«Whenever you find yourself on the side of the majority, it is time to pause and reflect.»
– Mark Twain
Ein Zitat, das für Ökonomen und Finanzanleger relevanter nicht sein könnte. Wir Menschen sind anfällig für Bestätigungsfehler – wir interpretieren Daten so, dass sie unsere Sichtweise stützen. Ich habe selbst hier im Blog dargelegt, warum die Zinsen in der Schweiz strukturell tief bleiben dürften. Aber erinnern Sie sich?
Vor einem Jahr lag die Inflation bei 1.4 % – also über der Mitte des Zielbands der SNB (0–2 %). Vor etwas mehr als zwei Jahren lag sie sogar bei 3.4 %.
Der Leitzins? Im Juni 2024: 1.25 %, im Juni 2023: 1.75 %.
Damals hiess es: „High for longer“. Also: Die Inflation bleibt, sie ist nicht nur ein temporäres Phänomen.
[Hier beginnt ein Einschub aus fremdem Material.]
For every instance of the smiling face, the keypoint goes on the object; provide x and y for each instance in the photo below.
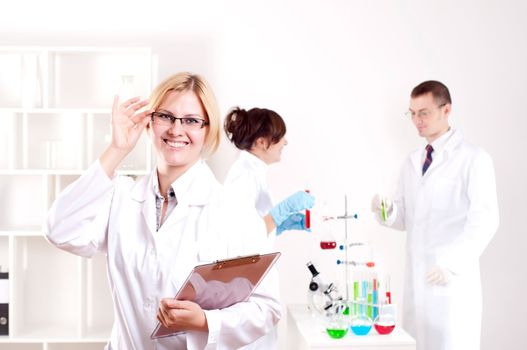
(177, 149)
(429, 117)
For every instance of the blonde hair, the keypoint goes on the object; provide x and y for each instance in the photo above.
(192, 82)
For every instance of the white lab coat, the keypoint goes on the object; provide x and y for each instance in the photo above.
(450, 215)
(247, 184)
(118, 217)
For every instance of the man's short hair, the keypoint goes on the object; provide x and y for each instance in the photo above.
(438, 90)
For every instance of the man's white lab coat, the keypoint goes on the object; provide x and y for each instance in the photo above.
(450, 214)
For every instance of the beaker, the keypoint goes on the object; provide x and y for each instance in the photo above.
(361, 324)
(337, 321)
(385, 322)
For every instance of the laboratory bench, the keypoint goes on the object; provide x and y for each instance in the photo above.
(305, 332)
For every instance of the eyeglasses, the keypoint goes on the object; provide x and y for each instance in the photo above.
(424, 113)
(190, 122)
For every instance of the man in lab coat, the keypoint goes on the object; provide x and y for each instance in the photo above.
(446, 201)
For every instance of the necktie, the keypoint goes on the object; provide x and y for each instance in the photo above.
(428, 159)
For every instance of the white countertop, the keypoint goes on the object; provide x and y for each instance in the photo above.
(306, 332)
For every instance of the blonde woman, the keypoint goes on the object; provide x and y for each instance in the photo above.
(154, 230)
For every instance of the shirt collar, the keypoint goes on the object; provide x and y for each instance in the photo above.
(440, 142)
(182, 184)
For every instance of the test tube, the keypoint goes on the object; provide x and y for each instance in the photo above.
(388, 292)
(383, 210)
(308, 216)
(375, 298)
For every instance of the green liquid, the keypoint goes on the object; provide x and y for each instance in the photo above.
(336, 333)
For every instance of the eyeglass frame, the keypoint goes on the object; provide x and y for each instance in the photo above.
(173, 119)
(423, 114)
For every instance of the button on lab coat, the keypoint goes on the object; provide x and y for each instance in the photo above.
(118, 217)
(450, 215)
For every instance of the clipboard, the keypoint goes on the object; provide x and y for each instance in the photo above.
(221, 284)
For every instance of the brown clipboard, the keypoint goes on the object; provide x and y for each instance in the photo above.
(221, 284)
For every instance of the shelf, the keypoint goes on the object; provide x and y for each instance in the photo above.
(4, 253)
(55, 112)
(41, 280)
(23, 203)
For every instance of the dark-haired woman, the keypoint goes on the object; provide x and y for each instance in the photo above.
(260, 135)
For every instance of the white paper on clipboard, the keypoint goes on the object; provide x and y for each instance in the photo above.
(221, 284)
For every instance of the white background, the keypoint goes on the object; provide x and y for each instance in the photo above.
(340, 74)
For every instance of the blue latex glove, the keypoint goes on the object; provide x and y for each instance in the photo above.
(293, 222)
(293, 204)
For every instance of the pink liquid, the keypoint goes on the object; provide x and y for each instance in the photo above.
(384, 329)
(328, 244)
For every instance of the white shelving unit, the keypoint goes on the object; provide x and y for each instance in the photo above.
(55, 105)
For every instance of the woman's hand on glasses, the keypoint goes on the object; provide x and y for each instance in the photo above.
(128, 122)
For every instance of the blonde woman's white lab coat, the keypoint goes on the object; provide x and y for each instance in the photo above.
(118, 217)
(246, 182)
(450, 215)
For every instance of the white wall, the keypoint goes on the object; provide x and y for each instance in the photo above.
(340, 73)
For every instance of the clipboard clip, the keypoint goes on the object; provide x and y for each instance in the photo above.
(239, 261)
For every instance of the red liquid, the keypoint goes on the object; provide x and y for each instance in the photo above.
(381, 329)
(328, 245)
Die Theorie dahinter? Die demografische Entwicklung (Pensionierung der Babyboomer) verschärft den Fachkräftemangel und treibt global die Löhne. Hinzu kommen «teure Probleme»: Klimawandel, Aufrüstung, Deglobalisierung. Diese strukturellen Inflationstreiber sind nicht verschwunden – sie stehen nur gerade nicht im Vordergrund.
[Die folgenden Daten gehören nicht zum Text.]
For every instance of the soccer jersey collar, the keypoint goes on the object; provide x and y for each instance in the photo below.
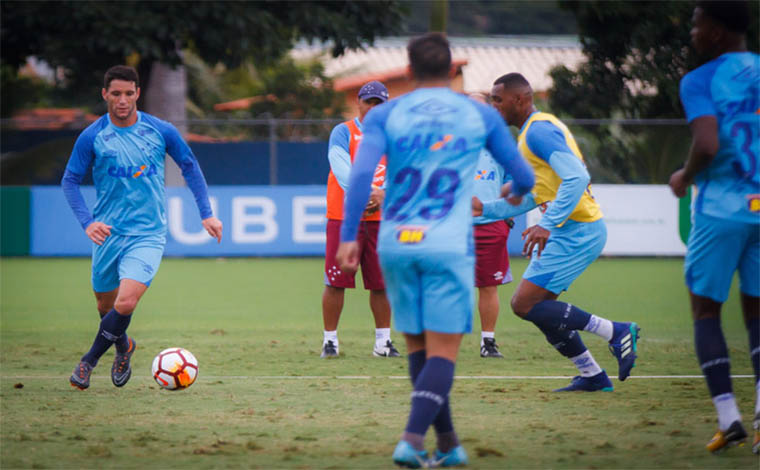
(528, 120)
(139, 119)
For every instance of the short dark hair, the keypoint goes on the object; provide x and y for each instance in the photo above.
(512, 80)
(734, 15)
(429, 56)
(121, 72)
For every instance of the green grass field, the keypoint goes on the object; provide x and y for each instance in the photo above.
(264, 398)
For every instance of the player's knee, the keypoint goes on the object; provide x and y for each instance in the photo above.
(125, 306)
(519, 307)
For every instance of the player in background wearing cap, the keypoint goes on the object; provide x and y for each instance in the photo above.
(344, 140)
(491, 257)
(722, 105)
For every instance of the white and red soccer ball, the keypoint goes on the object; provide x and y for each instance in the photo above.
(175, 368)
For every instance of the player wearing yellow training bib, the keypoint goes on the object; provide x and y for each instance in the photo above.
(569, 237)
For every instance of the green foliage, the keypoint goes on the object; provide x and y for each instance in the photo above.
(636, 54)
(264, 399)
(86, 37)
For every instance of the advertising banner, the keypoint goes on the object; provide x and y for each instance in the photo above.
(642, 220)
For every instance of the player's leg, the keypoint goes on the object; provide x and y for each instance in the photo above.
(336, 281)
(447, 315)
(105, 302)
(570, 250)
(373, 281)
(713, 255)
(591, 377)
(491, 270)
(105, 279)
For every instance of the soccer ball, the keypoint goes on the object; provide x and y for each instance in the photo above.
(175, 368)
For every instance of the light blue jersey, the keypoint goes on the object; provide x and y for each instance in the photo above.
(728, 88)
(430, 172)
(128, 171)
(489, 177)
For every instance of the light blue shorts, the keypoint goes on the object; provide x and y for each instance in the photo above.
(430, 291)
(568, 252)
(717, 248)
(126, 257)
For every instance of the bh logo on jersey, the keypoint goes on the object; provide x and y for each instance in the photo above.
(484, 175)
(132, 171)
(410, 235)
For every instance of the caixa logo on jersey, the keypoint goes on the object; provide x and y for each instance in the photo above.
(132, 171)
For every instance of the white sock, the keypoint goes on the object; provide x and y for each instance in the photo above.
(382, 336)
(586, 364)
(600, 326)
(728, 412)
(485, 334)
(331, 336)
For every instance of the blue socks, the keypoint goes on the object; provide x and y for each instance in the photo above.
(444, 427)
(753, 329)
(556, 315)
(121, 344)
(712, 354)
(112, 327)
(431, 391)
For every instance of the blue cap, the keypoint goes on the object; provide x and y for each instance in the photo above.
(373, 89)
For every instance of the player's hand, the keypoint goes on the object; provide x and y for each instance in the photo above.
(214, 228)
(535, 236)
(97, 232)
(477, 207)
(506, 193)
(376, 199)
(679, 184)
(348, 257)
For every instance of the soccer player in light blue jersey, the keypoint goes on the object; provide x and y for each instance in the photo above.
(569, 237)
(491, 257)
(721, 99)
(432, 138)
(126, 150)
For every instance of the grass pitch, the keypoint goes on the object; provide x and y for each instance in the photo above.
(264, 398)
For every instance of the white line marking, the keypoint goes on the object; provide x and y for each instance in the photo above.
(369, 377)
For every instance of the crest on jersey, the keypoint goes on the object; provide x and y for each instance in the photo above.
(433, 107)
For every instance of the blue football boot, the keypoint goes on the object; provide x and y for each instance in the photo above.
(452, 458)
(407, 456)
(595, 383)
(625, 337)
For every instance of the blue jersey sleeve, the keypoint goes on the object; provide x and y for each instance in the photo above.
(338, 154)
(502, 146)
(501, 209)
(181, 153)
(695, 93)
(548, 143)
(371, 150)
(79, 163)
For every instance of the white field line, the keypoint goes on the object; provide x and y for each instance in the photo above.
(371, 377)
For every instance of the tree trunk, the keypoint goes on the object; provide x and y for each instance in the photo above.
(165, 99)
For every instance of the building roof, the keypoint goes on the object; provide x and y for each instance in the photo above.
(486, 58)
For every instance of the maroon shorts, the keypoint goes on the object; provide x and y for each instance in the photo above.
(491, 257)
(367, 238)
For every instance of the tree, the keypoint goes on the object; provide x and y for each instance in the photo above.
(84, 38)
(636, 53)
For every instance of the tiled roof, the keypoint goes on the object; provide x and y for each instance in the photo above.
(487, 58)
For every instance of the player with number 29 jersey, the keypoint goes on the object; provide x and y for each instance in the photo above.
(430, 172)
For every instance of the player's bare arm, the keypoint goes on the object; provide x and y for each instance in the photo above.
(97, 232)
(535, 236)
(704, 146)
(214, 228)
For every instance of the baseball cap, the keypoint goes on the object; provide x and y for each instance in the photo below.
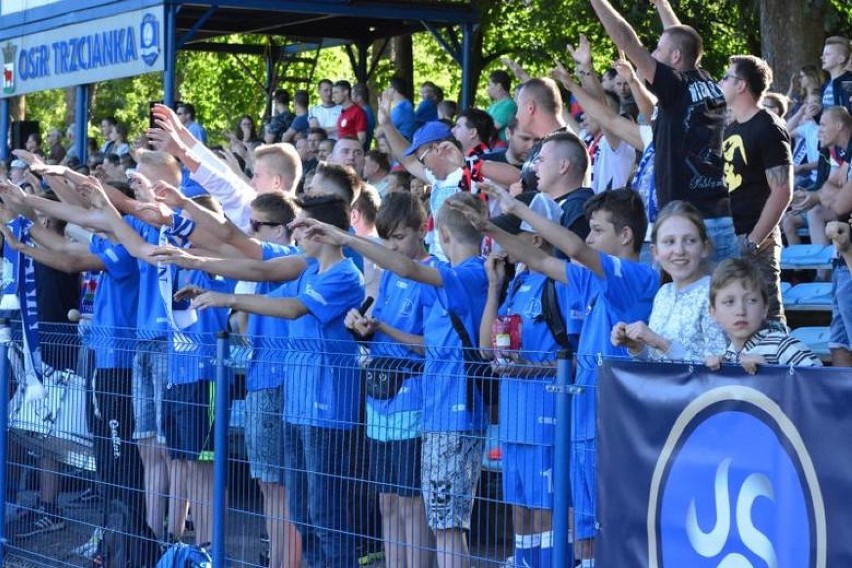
(428, 133)
(539, 203)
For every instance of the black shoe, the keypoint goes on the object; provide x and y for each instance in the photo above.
(87, 498)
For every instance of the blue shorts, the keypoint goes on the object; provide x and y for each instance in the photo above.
(584, 489)
(264, 434)
(528, 475)
(395, 466)
(188, 421)
(841, 308)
Heute lautet das Narrativ anders: Zölle sind Sand im Getriebe des Welthandels, geopolitische Unsicherheit lähmt Investitionen. Inflation ist – ausser vielleicht in den USA – kein globales Thema mehr. Die Nachfrage sinkt, das Angebot bleibt stabil. Chinesische Produkte, die nicht mehr in die USA dürfen, landen eben anderswo – auch in der Schweiz. Die Finanzmärkte setzen Regierungen beim Schuldenmachen Grenzen. Und sowohl die USA (Trump) als auch die OPEC wollen tiefe Ölpreise – wenn auch aus unterschiedlichen Motiven. Trump will tiefe Inflation, die OPEC will US-Produzenten aus dem Markt drängen).
Und die Daten?
Dies sind in der kurzen Zeitspanne durchzogen. In den USA sind die Konsumentenpreise und die Produzentenpreise bislang kaum gestiegen, obwohl die Zölle zu Rekordeinnahmen geführt haben – offensichtlich bezahlen die Importeure bislang die Zölle mit ihrer Marge. Dieser Zustand dürfte nicht lange Bestand haben. Zudem ist Inflation ein nachlaufender Indikator – sie taucht in den Daten oft erst auf, wenn sie bereits Realität ist. In der Schweiz und Europa ist die Inflation klar gesunken. China verharrt in der Deflation.
Was bringt die Zukunft?
Vieles hängt von der Geopolitik ab. Und von Trump. Ich kann sein Verhalten weiterhin nicht prognostizieren – aber zwei Dinge habe ich gelernt:
- Er knickt ein, wenn es hart auf hart kommt.
- Er ändert sich nicht.
Deshalb glaube ich nicht, dass 2026 „einfach besser“ wird – wie es manche Auguren hoffen. Im Gegenteil: Trump bleibt Trump. Die Zölle bleiben Thema.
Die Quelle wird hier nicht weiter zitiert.